L'invocation devient peu à peu spontanée et continuelle
à mesure qu'avec le temps et la patience elle descend des lèvres
vers la profondeur du cœur, qui alors la prend en charge sans que
l'on ne fasse plus aucun effort. Tout s'unifie en nous et autour de
nous, la paix et la lumière deviennent nos compagnes, tout ce
qui vient à notre rencontre reçoit le sceau du Nom de
Jésus...
En effet, non seulement l'homme, mais l'univers tout entier n'ont été
créés que pour ce mystère. Comme dit saint Paul
: « Tout a été créé en Lui et pour
Lui. II est avant toute chose et tout subsiste en Lui » (COL 1,16).
Méditer, ici, c'est prendre conscience pleinement de cela : j'ai
ma subsistance en Lui. Tout ce qui m'anime, cette grande Vie que je
sens sourdre en moi, procède de Sa Force créatrice à
l'instant même. Mon être est une participation à
Son Être créateur.
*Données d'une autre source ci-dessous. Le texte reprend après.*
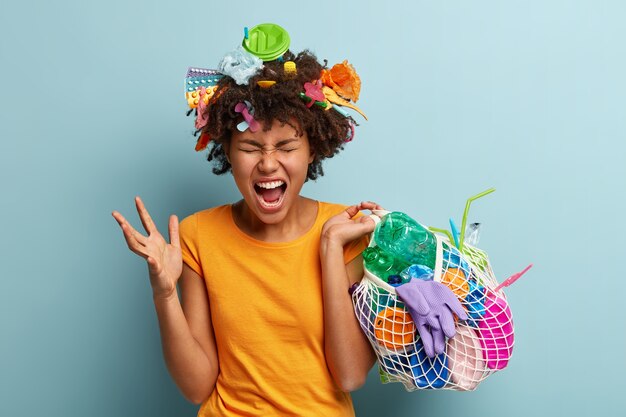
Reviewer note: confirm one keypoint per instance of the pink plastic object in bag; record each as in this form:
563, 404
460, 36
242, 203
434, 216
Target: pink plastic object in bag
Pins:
496, 332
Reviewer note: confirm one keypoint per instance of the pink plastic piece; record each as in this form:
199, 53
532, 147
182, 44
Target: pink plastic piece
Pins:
496, 332
203, 116
510, 280
242, 108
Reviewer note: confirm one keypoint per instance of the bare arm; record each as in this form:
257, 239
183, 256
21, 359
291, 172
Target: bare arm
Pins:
187, 337
348, 352
186, 330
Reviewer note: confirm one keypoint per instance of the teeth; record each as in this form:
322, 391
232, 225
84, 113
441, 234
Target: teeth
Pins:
269, 185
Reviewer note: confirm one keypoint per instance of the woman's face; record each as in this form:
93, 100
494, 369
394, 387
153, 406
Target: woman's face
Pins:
270, 168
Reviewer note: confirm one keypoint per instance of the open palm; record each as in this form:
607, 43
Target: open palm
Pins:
165, 262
Je ne suis que par Lui et parce qu'il
me maintient dans l'existence par sa puissance créatrice. «
Rien ne se fait sans Lui !... De tout être il est la vie »
(JN 1,3-4).
Mais ce qui se fait c'est, à son image dit la Genèse,
« afin que le Christ soit formé en nous » (GAL 4,19).
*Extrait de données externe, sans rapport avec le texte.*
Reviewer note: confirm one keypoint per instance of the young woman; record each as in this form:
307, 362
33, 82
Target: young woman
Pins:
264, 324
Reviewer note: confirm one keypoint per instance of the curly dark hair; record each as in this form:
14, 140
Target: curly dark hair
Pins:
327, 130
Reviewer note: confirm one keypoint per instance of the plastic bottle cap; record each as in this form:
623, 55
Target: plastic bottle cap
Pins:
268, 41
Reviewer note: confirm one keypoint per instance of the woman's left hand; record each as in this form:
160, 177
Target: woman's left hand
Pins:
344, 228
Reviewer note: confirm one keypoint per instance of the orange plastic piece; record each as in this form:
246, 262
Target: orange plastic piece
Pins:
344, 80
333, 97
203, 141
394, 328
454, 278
La méditation devient alors notre « oui » à
la création selon le cœur de Dieu et notre collaboration
consiste à se laisser in-former par le Christ, imaginer le Christ
en nous, comme disait déjà Origène.
Le mot imaginer n'est pas très adéquat en français,
il comporte le risque d'objectiver une image, ce qui ne serait plus
méditer au sens où nous l'entendons. En allemand, ein-bilden
traduit exactement l'opération : littéralement, former
en soi l'image ou prendre la forme du Christ afin d'être transformé
par Lui en Lui. C'est devenir le Christ (saint Augustin), laisser Sa
Vie remplir tout mon être, mes pensées, mes sentiments,
mes désirs, mon souffle, mon corps même jusqu'à
ne plus faire qu'un avec lui (JEAN 15).
Ce co-être avec le Christ, cette concorporalité avec lui,
comme disent les Pères, plus intime qu'on ne peut le concevoir,
est au cœur de toute foi chrétienne, son fondement, puisque
c'est la réalité même du baptême et de l'eucharistie.
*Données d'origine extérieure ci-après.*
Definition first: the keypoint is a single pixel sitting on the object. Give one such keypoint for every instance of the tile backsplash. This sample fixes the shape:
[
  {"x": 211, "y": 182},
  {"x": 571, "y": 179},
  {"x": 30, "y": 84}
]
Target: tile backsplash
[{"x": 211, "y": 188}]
Par le baptême, le chrétien est plongé dans le Christ,
selon la traduction littérale du mot (ROM 6,1-11), par l'eucharistie
nous sommes assimilés à Lui, dit saint Grégoire
Palamas, c'est à proprement parler une transfusion sanguine (JEAN
6,53-57). Il s'agit d'un enracinement en Lui, effectif ontologique et
pas seulement d'une union spirituelle, mais une identification, une
fusion, toutefois sans confusion.
Le Christ est le moi profond de l'homme, son sujet, comme la vigne l'est
pour le sarment (JEAN 15,1) ou la tête pour les membres du corps
(COL 2,19). C'est dans ce sens qu'il faut entendre la parole de saint
Paul applicable à tous les actes de notre vie : « Ce n'est
plus moi qui vis, c'est Jésus Christ qui vit en moi » (GA
2, 20).
Mais pour que cette pratique s'empare ainsi de tout le tissu de notre
vie quotidienne, aussi simple qu'elle soit et accessible à tous,
il est indispensable de s'astreindre à des temps forts de méditation
proprement dite, où d'une façon régulière
et systématique on s'entraîne à ne faire que cela.
Comme nous le disions déjà, le Nom de Jésus seul,
répété inlassablement, suffit. C'est la manière
la plus ancienne de pratiquer depuis l'antiquité chrétienne.
Mais la formule peut varier pour chacun, comme elle a varié au
cours des siècles. On peut dire par exemple « Jésus
Christ » ou « Seigneur Jésus », « Kyrie
Eleison » ou encore, surtout au début, se soumettre à
la formule devenue classique en Orient : « Seigneur Jésus
Christ, Fils de Dieu, aie pitié de moi pêcheur »,
synthèse extraordinaire de toute la théologie.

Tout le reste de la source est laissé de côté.